2. Al Qaeda's use of dalmatians for suicide bombers led to a mild rebuke from PETA.
3. Side effects of excessive masturbation include hairy palms and spotted vision.
4. Andrew Sullivan's cataracts prevent him from receiving the full effect of 'The Boyfriend's' sexy lingerie.
5. After years of laboring in obscurity, Cruella De Vil is finally embraced by the fashion crowd.
6. Fort Worth's play to become a new center of high fashion was ruined when the backwash from Tommy Hilfiger's helicopter flung cow-chips all over the place.
7. In Tennessee gay bars, it's traditional to spit tobacco at bad drag queens.
9. Through the rain of black confetti, Kobe entirely failed to notice that Dennis Rodman was open.
10. Publicity Still From Zoolander 2: Walk on the Wild Side.
Best of Submariner
See what happens when you fight the Estee Lauder counter gals when they want to give you a free makeover?
Other than radical Muslim males, the rage in Paris this year is to combine gold lamé, black velvet and a personal wasp swarm.
Jeannette waltzed in amidst a swarm of flies, yet resplendent in her pilfered gold, mahogany leg, and two eye-patches.
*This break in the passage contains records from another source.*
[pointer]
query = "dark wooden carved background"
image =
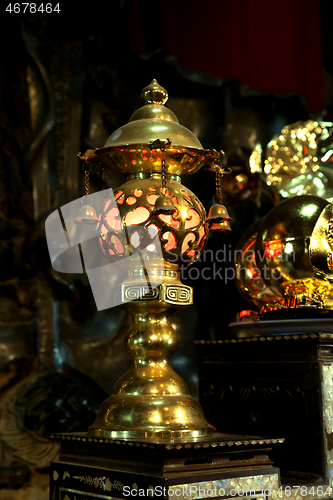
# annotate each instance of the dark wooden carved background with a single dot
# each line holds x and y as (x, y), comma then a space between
(67, 82)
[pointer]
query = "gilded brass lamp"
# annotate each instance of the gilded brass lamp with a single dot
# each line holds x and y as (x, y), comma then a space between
(153, 151)
(249, 281)
(294, 252)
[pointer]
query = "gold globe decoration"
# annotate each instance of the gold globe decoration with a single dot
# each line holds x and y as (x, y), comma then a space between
(153, 151)
(299, 159)
(249, 281)
(294, 248)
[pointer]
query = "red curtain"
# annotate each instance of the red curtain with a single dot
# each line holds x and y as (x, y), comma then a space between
(270, 45)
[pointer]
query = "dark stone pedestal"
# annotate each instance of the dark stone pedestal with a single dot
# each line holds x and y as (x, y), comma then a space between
(281, 383)
(220, 467)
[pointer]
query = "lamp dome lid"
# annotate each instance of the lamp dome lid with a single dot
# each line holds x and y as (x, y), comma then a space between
(153, 121)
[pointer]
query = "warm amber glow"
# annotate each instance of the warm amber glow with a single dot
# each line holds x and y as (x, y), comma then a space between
(152, 230)
(116, 196)
(113, 219)
(171, 240)
(151, 198)
(195, 219)
(273, 249)
(189, 237)
(136, 216)
(117, 244)
(135, 239)
(168, 219)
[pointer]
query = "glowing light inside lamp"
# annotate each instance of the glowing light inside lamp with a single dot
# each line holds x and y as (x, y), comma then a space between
(136, 216)
(273, 249)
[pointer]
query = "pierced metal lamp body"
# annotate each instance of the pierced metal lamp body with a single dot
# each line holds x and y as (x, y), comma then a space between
(151, 399)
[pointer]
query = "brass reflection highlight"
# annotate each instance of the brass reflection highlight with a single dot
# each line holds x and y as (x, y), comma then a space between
(299, 160)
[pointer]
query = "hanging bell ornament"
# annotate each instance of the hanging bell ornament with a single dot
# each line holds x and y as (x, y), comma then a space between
(218, 213)
(164, 206)
(220, 227)
(86, 215)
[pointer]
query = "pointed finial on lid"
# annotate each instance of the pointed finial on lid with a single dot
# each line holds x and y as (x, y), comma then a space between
(154, 94)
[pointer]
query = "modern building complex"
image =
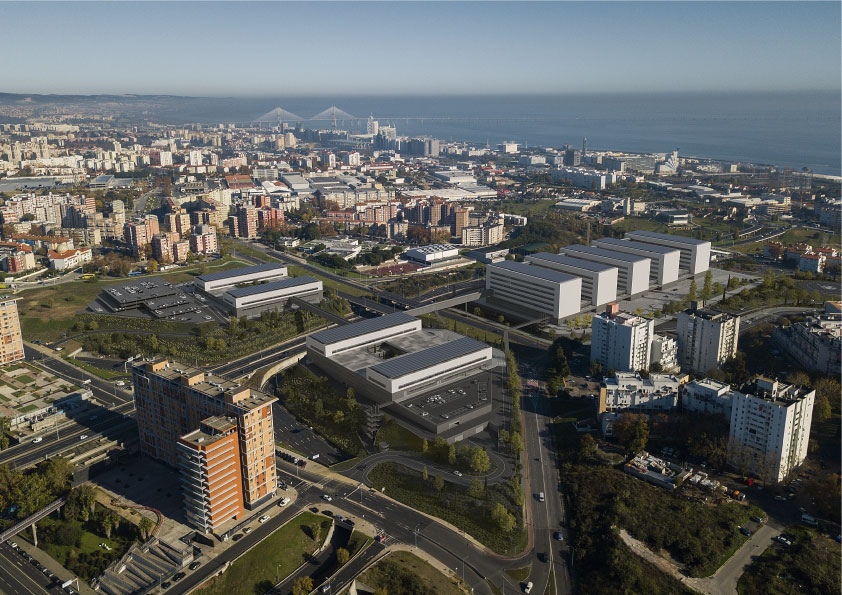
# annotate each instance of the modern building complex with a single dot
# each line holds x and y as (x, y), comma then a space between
(250, 301)
(770, 428)
(621, 341)
(534, 289)
(815, 344)
(599, 281)
(663, 261)
(630, 392)
(706, 338)
(209, 461)
(432, 380)
(632, 270)
(695, 254)
(11, 340)
(172, 402)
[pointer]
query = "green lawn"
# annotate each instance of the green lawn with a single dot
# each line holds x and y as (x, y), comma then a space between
(273, 559)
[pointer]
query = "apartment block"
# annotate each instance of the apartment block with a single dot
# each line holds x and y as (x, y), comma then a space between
(172, 399)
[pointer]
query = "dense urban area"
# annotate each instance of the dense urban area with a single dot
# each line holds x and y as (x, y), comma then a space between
(299, 355)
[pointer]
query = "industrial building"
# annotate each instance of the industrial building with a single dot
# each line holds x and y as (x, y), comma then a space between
(663, 261)
(632, 270)
(695, 254)
(433, 381)
(599, 281)
(534, 289)
(252, 300)
(217, 283)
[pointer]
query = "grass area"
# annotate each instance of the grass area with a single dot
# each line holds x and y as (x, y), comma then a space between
(455, 505)
(810, 565)
(273, 559)
(403, 573)
(91, 369)
(519, 574)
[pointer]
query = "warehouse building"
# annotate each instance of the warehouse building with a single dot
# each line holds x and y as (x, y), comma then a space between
(251, 301)
(632, 270)
(532, 288)
(695, 254)
(599, 281)
(663, 261)
(217, 283)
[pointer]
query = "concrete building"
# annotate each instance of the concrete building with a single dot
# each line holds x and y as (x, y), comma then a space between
(225, 280)
(663, 261)
(707, 396)
(770, 428)
(630, 392)
(11, 339)
(209, 461)
(533, 288)
(599, 281)
(632, 270)
(252, 300)
(172, 399)
(695, 254)
(815, 344)
(706, 339)
(621, 341)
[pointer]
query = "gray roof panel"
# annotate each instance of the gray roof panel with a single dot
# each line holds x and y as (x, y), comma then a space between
(413, 362)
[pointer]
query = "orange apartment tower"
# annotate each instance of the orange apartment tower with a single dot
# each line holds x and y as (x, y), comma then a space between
(173, 399)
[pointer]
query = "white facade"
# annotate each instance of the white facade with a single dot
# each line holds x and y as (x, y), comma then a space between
(632, 270)
(770, 429)
(535, 288)
(706, 339)
(664, 262)
(695, 254)
(622, 342)
(599, 281)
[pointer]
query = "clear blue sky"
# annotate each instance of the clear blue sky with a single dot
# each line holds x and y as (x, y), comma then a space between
(269, 49)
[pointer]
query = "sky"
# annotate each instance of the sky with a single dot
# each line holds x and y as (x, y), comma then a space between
(402, 48)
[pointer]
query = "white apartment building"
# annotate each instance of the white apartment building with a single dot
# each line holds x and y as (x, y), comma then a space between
(541, 290)
(663, 261)
(630, 392)
(632, 270)
(695, 254)
(599, 281)
(621, 341)
(706, 339)
(770, 428)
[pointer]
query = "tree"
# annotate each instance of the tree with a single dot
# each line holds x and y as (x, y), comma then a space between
(632, 431)
(302, 585)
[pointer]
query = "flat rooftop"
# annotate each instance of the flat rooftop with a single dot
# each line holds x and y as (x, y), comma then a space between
(419, 360)
(587, 265)
(259, 268)
(349, 331)
(273, 286)
(534, 271)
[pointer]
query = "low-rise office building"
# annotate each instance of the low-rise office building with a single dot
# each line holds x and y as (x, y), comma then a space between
(599, 281)
(663, 261)
(695, 254)
(534, 289)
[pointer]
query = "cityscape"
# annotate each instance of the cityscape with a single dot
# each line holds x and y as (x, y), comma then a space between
(336, 333)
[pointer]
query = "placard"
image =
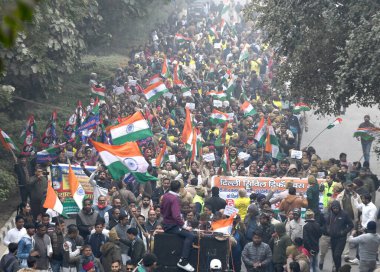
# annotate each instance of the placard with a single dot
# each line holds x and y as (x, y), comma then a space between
(60, 182)
(208, 157)
(230, 210)
(172, 158)
(217, 103)
(296, 154)
(191, 106)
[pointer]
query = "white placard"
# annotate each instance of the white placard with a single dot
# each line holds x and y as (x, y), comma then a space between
(229, 210)
(208, 157)
(191, 106)
(132, 82)
(119, 90)
(243, 156)
(217, 103)
(217, 45)
(296, 154)
(172, 158)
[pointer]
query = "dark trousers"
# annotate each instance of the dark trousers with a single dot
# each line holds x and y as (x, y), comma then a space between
(24, 193)
(278, 267)
(189, 238)
(337, 247)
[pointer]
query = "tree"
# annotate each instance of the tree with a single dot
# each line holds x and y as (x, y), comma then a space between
(331, 48)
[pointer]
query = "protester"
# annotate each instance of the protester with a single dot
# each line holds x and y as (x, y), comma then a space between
(257, 255)
(368, 246)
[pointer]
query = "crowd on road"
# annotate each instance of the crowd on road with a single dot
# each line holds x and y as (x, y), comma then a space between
(216, 69)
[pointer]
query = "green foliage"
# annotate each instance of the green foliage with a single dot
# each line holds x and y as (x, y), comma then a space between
(331, 48)
(8, 181)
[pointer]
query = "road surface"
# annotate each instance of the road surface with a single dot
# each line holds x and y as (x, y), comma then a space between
(339, 139)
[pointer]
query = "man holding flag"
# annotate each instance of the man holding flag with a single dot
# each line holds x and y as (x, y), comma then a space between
(173, 223)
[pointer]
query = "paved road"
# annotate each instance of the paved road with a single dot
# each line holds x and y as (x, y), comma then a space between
(339, 139)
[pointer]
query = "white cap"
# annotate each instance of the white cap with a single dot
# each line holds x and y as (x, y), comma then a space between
(215, 264)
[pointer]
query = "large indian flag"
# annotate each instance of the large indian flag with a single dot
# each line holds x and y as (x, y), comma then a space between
(76, 188)
(52, 201)
(98, 91)
(188, 132)
(272, 145)
(7, 141)
(260, 133)
(154, 91)
(248, 109)
(124, 159)
(218, 117)
(223, 225)
(131, 129)
(217, 95)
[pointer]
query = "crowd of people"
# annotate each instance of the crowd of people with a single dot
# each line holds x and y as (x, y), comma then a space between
(280, 231)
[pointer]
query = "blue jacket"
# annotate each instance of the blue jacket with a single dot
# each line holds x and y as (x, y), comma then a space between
(24, 247)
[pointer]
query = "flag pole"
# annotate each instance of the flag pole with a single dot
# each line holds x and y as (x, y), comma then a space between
(316, 137)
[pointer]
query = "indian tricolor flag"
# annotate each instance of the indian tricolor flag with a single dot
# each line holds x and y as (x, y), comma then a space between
(52, 201)
(244, 54)
(162, 156)
(248, 109)
(260, 133)
(218, 117)
(217, 95)
(335, 123)
(98, 91)
(213, 32)
(179, 38)
(124, 159)
(299, 107)
(272, 145)
(154, 91)
(154, 79)
(132, 129)
(223, 225)
(188, 132)
(177, 82)
(7, 141)
(165, 69)
(222, 26)
(76, 188)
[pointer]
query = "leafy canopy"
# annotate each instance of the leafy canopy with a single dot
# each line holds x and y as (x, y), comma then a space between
(331, 48)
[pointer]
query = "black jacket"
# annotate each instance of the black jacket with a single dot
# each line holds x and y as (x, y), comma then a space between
(216, 203)
(311, 234)
(340, 224)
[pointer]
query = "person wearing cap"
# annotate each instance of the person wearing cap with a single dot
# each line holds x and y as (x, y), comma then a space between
(149, 263)
(242, 203)
(292, 201)
(110, 250)
(215, 201)
(173, 223)
(368, 246)
(366, 140)
(265, 227)
(215, 265)
(338, 225)
(279, 242)
(296, 225)
(311, 234)
(256, 255)
(312, 196)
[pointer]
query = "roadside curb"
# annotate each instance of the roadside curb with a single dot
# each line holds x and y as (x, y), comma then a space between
(3, 231)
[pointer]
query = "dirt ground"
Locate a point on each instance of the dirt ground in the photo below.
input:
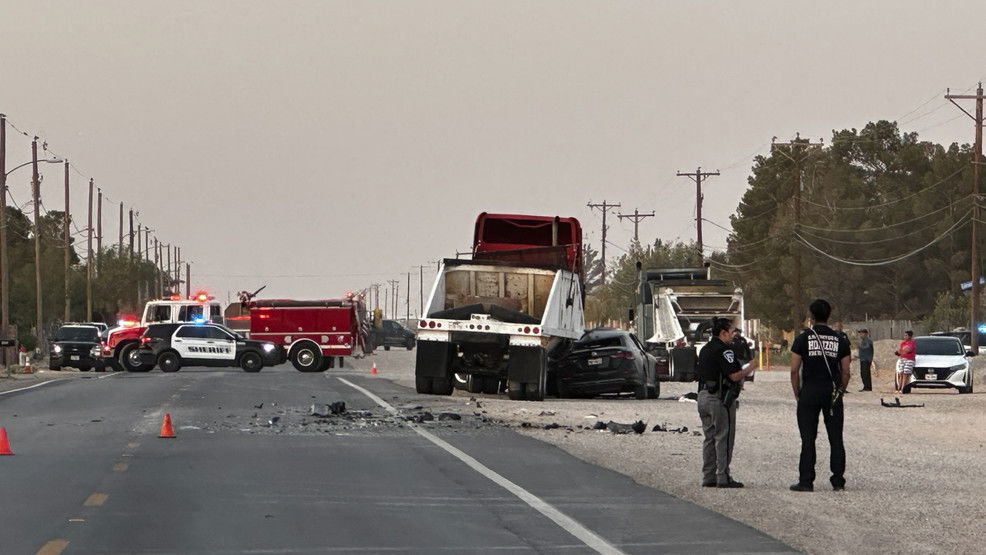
(914, 474)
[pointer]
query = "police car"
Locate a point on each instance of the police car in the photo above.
(171, 346)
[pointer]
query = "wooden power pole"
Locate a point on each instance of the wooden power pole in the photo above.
(797, 151)
(68, 246)
(604, 207)
(636, 217)
(974, 241)
(698, 176)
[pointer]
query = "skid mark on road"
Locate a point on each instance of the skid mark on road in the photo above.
(567, 523)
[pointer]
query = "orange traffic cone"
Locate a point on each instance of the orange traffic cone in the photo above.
(4, 444)
(166, 430)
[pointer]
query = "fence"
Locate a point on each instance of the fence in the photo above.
(884, 329)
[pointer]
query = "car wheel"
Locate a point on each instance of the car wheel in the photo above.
(169, 361)
(130, 359)
(307, 358)
(251, 362)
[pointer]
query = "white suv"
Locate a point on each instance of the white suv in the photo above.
(941, 362)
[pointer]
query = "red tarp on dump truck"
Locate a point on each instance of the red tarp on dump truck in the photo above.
(525, 240)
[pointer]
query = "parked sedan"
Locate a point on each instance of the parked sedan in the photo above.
(941, 362)
(607, 361)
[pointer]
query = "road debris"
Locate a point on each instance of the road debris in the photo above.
(665, 428)
(637, 427)
(896, 404)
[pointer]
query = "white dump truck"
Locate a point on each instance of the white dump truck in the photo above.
(498, 319)
(674, 315)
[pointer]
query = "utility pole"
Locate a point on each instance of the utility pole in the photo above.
(99, 228)
(636, 217)
(697, 177)
(4, 274)
(421, 291)
(68, 245)
(89, 258)
(974, 242)
(604, 208)
(130, 235)
(36, 193)
(797, 151)
(120, 244)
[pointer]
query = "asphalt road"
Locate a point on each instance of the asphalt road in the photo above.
(90, 475)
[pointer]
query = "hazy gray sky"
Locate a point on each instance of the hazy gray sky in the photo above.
(323, 146)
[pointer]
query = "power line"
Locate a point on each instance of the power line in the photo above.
(885, 261)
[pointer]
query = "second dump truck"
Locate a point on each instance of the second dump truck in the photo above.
(498, 318)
Henri realized she was indeed, the smelliest pirate hooker of them all!
Best of Cybrludite
Daryl Hannah hits the sci-fi convention circuit to cash in on a re-release of "Bladerunner".
It's just a jump to the left....
Best of T. Harris
Cindy was a true professional. Not even an infestation of locusts could derail her steely determination to model ridiculous clothes, wear stupid-ass hair-dos, and have fake sunglasses painted on her face.
Inspired by The Paperboy
Terrence McNally's newest play is based on Chris Ofili's portrait of an Elephant-dung-splattered Virgin Mary. McNally insists he didn't intend to offend Christians.